Akademik Veri Yönetim Sistemi
LEUKEMIA, ss.1-12, 2025 (SCI-Expanded, Scopus)
PRDM1, encoding a transcription factor (TF), regulates plasma cell and CD8+ T-cell terminal differentiation and Th2 lineage specification, while its role in human NK-cell differentiation and homeostasis is largely unknown. Here, we employed a multi-omics approach to dissect the transcriptional control of PRDM1 on human NK-cells. PRDM1 is important in NK-cell terminal differentiation based on gene expression profiling and its targeting of key regulators in the process.
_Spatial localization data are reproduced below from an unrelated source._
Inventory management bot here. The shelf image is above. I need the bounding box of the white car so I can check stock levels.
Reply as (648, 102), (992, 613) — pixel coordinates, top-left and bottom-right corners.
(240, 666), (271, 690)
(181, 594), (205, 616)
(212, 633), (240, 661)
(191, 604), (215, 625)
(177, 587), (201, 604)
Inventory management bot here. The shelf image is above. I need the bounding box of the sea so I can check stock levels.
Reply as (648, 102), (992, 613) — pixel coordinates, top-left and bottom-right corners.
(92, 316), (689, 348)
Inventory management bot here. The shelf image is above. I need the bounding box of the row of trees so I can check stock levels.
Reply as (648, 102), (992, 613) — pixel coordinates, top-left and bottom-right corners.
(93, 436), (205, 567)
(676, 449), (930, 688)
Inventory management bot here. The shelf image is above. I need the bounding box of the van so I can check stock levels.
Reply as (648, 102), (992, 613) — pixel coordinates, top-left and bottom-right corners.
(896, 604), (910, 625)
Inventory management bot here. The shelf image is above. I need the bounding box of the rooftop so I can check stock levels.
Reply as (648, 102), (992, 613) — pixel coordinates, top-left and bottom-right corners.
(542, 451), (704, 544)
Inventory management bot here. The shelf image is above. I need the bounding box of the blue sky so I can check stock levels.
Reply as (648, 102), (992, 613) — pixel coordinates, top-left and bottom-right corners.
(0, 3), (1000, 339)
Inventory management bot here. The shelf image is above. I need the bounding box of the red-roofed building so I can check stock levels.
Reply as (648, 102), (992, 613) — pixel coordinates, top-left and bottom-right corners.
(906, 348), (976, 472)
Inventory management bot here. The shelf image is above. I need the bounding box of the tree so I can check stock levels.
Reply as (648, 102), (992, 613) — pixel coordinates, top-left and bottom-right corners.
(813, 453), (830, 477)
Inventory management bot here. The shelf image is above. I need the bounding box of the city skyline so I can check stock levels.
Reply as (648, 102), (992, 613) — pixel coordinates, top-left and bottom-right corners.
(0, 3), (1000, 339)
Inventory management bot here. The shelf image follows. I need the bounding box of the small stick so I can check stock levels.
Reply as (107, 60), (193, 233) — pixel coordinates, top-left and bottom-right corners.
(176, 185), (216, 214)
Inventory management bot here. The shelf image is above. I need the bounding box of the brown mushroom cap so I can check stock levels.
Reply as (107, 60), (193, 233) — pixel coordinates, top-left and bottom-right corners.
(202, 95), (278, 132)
PRDM1-deleted NK-cells displayed a less mature phenotype simulating the CD56bright NK-cell population accompanied by upregulation of stem-like gene signatures. PRDM1-bound genes were enriched in T/NK-cell receptor signaling, activation, and NK-cell effector functions. PRDM1 could function as a transcriptional repressor as well as an activator as its activities may be modified by association with different TFs and co-factors. The kinetics of its action also varies among its target genes. As a homeostatic factor, PRDM1 is induced upon IL-2 and feeder cell stimulation, but its ability to restrict NK-cell growth upon feeder stimulation may be counteracted by the AP-1-induced transcriptional network. The loss of PRDM1 activity is frequent in NK-cell malignancies which may lead to decreased homeostatic control, impaired terminal differentiation, enhanced cellular fitness, and the acquisition of more stem-like features, thereby promoting lymphomagenesis.